With so many options in the short duration space many investors may be left wondering where to invest. As always, it comes down to what risks you are willing to take on in an attempt to pick up yield. For short duration funds that means how much interest rate risk and how much credit risk you are comfortable with. Here is one way to group the above funds and make a little more sense out of them:
Treasury Funds: SHV and SHY. These funds invest in U.S. Treasuries which do not have credit risk. An investor can choose the specific fund that fits with their interest rate risk sensitivity.
Credit Funds: FLOT, CSJ, and SLQD. These funds invest in bonds from corporations and other issuers. These issuers carry some risk of default, and so an investor can expect additional yield relative to U.S. Treasuries.

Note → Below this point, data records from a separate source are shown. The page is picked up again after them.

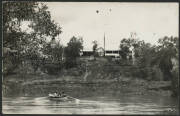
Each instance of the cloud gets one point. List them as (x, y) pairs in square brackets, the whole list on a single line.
[(81, 19)]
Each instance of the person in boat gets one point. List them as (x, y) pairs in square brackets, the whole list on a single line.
[(55, 94), (63, 94)]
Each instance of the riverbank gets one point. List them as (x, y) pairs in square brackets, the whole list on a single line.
[(101, 76)]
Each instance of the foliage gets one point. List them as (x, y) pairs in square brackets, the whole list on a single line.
[(167, 50), (28, 45), (72, 51)]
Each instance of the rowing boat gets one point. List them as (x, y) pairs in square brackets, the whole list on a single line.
[(58, 98)]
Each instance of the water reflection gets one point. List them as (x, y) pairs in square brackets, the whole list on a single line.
[(91, 105)]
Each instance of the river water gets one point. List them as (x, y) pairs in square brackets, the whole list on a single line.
[(123, 104)]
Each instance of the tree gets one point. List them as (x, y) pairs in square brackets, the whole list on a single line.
[(95, 45), (167, 49), (28, 45), (72, 51)]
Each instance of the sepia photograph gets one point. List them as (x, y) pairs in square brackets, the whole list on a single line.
[(90, 58)]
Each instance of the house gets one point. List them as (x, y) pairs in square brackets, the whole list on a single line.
[(100, 51), (112, 53)]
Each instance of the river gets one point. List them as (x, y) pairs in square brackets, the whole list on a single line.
[(123, 104)]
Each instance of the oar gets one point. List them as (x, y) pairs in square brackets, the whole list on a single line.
[(77, 100)]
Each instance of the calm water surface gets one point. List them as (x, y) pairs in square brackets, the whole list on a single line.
[(92, 105)]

Again an investor can pick the level of interest rate sensitivity they want, with FLOT being the least interest rate sensitive.
Term Maturity Funds: IBDA and IBCB. These funds also invest in credit bonds. The difference is that these funds actually mature on a pre-determined date. This makes them popular with investors who are concerned about rising interest rates or who historically ladder individual bonds.
Multi-Sector Funds: NEAR, ISTB, and the new ICSH. These funds invest in multiple sectors across the short duration market. ICSH broadens the options available here by offering a fund that has less interest rate risk than either NEAR or ISTB.
Hopefully this helps you in navigating the short duration market. If 2014 is the year you want to step out of cash, ICSH – or one of the many other short duration bond ETFs out there – could be just what you need to finally toe dip back into the market.